On the whole, though, the best thing about being in this foreign country is all of the other experiences I’ve had.  Recently I got the opportunity to do a spiritual ritual dip in icy water.  It’s a traditional thing here and I was really happy to have the experience of doing it.  Even if, for me, it wasn’t a vastly spiritual moment–or, at least, it wasn’t in the way you’d expect.  What happened for me was not that it was spiritual in the sense of a baptism, or in the sense of being cleansed or something.  It was spiritual because it was an active step to combat one of my biggest fears, which, at least at the moment, is onism, or the awareness of how little of the universe we’ll experience.

A few days ago I was shown the YouTube series “The Dictionary of Obscure Sorrows,” which is basically a bunch of videos that highlight various complicated feelings of the human condition.  Lots of them speak to me and have been things that I’ve experienced before–for example, that moment when you’re walking down the street and you realize that each face is the main character in each of their own stories, just like you are in yours.  The series gives names to these feelings, usually taken from other cultures or languages.  While many of them rang true with me, the one that really gutted me was “onism.”  As I said above, it’s the awareness of how little of the universe we’ll experience.  The video talks about how we get to a point where we mourn all the destinations we’ll never get to, all the billions of doors we close to just progress one step in our own lives, all the corners of the map we’ll never fill in with experience.  I was already talking about this obscure sorrow before I had a name for it.  If I go back and look at the posts on my travel blog, I mention how strange it is that when I leave this life, there will be places I’ve never been and things I’ve never done.

I think, at least at this time, this is my biggest fear.

Of course, you can’t prevent this.  It’s not like a fear of spiders or heights or closed spaces, things you can just avoid or tell people about and they’ll get a newspaper as soon as a hairy eight-legged friend makes an appearance.  When you tell people that it freaks you out that you’ll never live every single life, they just kind of shrug and say, “Well, what did you expect?  It’s impossible.”  But that doesn’t help.

Additionally, I can’t decide if it helps or hurts that I have trouble believing in an afterlife.  Maybe if there was this hope of infinite existence, I could feel okay about not completing everything in this life.  But also, it could be even worse if, when I die, I’m stuck in eternal paradise bowing at the feet of Jesus next to a bedazzled Jerusalem when really, I would prefer to be down on Earth getting dirty, if I’m going to go on existing at all.
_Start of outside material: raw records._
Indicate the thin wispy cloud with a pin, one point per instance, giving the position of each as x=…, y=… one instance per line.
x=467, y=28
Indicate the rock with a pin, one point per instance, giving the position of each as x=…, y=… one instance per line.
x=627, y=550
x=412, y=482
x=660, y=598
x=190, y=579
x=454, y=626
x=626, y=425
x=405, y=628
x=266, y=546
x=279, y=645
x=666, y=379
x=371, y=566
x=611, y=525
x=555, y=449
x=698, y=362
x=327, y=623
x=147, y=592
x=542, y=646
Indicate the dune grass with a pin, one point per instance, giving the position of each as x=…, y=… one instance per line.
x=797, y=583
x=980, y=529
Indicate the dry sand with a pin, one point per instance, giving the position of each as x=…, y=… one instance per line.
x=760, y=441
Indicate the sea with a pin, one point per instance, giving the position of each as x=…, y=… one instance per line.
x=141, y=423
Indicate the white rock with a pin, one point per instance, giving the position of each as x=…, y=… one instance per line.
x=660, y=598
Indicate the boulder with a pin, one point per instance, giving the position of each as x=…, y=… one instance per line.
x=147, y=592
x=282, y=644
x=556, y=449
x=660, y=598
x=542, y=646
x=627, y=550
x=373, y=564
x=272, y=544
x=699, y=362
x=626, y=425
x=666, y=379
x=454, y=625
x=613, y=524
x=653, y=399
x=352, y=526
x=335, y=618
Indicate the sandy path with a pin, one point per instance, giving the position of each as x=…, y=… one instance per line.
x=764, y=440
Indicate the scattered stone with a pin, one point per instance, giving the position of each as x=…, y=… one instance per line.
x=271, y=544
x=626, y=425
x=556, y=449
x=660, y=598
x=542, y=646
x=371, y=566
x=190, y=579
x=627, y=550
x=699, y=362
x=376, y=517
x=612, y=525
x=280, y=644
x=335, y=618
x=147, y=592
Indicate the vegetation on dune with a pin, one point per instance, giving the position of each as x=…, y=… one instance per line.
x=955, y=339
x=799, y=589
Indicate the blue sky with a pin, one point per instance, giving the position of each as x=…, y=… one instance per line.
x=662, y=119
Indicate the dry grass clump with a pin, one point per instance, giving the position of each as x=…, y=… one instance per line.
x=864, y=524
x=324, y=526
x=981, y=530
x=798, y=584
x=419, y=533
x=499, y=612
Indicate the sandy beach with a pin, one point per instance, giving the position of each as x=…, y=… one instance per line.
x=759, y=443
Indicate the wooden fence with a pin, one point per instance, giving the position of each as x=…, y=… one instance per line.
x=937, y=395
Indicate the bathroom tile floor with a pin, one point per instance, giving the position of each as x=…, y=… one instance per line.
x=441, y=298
I suppose the idea of reincarnation would help to make me feel better about onism, but I don’t think I’m ready to commit to that ideology, and really, I don’t know if I ever want to commit to it.  For the last few years, I’ve been pretty content with the idea that we just go into the ground when we die.  Reincarnation sounds like a lot of work, and even though I guess I could be comforted by the fact that I’m at the human stage now, I wouldn’t want to risk the possibility of messing up big-time and coming back as something farther down the pecking order (despite my belief that all things are important and intrinsically valuable).
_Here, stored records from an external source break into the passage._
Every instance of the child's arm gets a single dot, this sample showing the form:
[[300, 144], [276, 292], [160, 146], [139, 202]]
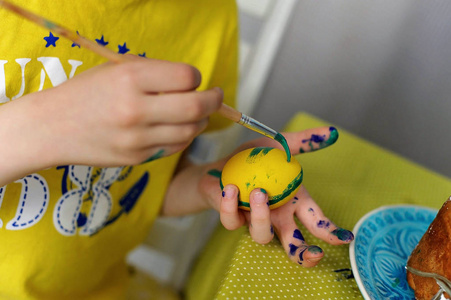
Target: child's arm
[[197, 187], [111, 115]]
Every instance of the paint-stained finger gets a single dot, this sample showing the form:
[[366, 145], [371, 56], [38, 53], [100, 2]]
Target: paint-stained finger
[[313, 218], [260, 226], [295, 245], [231, 217]]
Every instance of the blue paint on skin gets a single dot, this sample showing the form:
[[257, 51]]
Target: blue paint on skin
[[343, 234], [323, 224], [301, 255], [298, 235], [293, 249]]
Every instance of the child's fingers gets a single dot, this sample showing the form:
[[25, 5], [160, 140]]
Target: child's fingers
[[260, 226], [294, 244], [313, 218], [231, 217]]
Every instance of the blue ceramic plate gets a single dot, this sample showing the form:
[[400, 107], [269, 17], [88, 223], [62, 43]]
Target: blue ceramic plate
[[384, 239]]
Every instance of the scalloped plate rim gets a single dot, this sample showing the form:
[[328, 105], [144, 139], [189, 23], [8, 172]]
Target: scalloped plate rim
[[355, 231]]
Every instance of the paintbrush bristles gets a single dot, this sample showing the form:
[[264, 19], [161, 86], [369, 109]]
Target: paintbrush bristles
[[74, 37]]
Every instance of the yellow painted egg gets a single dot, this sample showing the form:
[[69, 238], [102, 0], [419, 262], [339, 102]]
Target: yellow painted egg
[[265, 168]]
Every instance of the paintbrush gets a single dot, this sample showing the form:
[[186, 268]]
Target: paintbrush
[[225, 110]]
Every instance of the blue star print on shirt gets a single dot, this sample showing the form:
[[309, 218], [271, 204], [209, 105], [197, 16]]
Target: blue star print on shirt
[[51, 40], [75, 44], [101, 41], [123, 49]]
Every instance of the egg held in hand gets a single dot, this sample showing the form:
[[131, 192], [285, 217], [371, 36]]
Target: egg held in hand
[[265, 168]]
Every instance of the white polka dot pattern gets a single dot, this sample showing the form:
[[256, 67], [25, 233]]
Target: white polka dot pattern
[[265, 272]]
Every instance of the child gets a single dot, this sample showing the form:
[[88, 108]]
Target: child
[[91, 149]]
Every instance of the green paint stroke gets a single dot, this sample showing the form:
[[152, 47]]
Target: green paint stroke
[[281, 139], [215, 173], [321, 141], [257, 151], [277, 198], [157, 155]]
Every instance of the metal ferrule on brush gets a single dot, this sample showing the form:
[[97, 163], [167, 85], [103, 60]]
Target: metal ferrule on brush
[[257, 126]]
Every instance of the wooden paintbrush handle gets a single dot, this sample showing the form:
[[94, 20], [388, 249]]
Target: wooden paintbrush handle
[[230, 113]]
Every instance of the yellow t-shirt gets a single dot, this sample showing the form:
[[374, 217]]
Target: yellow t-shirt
[[64, 232]]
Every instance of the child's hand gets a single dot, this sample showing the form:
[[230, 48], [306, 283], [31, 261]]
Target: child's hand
[[121, 114], [263, 222]]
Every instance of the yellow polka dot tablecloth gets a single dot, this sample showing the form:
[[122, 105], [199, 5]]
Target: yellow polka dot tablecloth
[[347, 180]]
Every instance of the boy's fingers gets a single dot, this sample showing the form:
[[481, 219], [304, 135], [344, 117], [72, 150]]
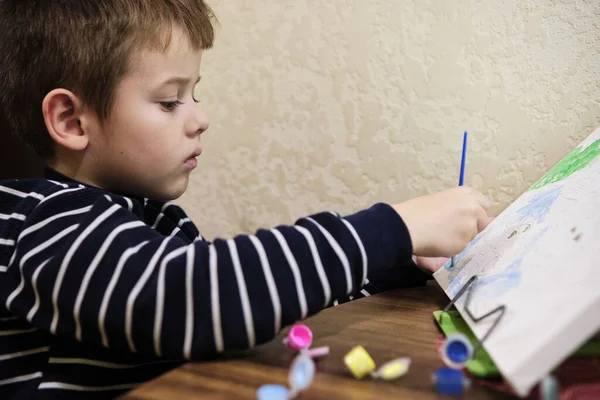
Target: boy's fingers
[[483, 222]]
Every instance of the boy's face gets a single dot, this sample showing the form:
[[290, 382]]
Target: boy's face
[[149, 144]]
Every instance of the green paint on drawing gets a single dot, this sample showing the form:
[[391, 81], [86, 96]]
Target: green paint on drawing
[[574, 161]]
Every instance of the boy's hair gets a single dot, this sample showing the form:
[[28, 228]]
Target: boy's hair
[[84, 46]]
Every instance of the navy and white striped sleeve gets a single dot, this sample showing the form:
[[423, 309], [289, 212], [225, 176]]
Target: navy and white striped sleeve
[[98, 274]]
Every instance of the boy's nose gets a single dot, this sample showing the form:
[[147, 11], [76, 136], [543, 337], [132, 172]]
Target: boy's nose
[[199, 123]]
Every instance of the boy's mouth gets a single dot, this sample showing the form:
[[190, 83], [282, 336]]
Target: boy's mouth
[[191, 162]]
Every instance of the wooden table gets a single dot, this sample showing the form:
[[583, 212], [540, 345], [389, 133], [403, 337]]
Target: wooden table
[[389, 325]]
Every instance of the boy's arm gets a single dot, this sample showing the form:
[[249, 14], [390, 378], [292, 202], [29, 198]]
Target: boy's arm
[[102, 276]]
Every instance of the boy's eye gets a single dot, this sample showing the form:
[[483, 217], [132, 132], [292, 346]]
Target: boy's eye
[[171, 105]]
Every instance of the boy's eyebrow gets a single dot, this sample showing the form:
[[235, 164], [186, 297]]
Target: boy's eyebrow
[[181, 81]]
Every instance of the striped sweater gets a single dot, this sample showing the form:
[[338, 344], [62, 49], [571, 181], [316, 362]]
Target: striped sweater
[[103, 292]]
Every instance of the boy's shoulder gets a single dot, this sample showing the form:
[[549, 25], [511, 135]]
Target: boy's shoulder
[[22, 196], [28, 201]]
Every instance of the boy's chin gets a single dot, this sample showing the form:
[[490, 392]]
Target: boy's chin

So how does this fear (is that a good word for it?  It frightens me but it’s not a fear the way spiders or tornadoes do–it’s more of a general awe and terror) affect my spirituality in the now, and not just in my philosophy of the afterlife?  Well, as I’ve been in this foreign country, this frightening aspect of life has been a major force in encouraging me to take every opportunity.  So far, I’ve almost never turned down an invitation or a suggestion to do something.  If my friends invite me to partake in something (that’s not illegal or really stupid), I’ll do it.  Because I already know that my life is very limited, and who am I to turn down these opportunities to have experiences, to at least transfer these very small things from the “haven’t yet done” list to the “did it” list.  I don’t know if this behavior is entirely spiritual; we hear a lot about people who spend their lives in the desert or as recluses, pondering religion and becoming more spiritual.  But for me, this action is, in itself, a spiritual thing.  It gives me joy, which is, I think, a feeling of the spirit.

I can’t say for sure whether or not this onism is going to go as far as to affect what I choose for a spiritual path, but so far it has definitely been a driving force in my life, and it has led me to do positive things in the constant fight to live a life full of as many experiences as possible, which I think is a very spiritual concept.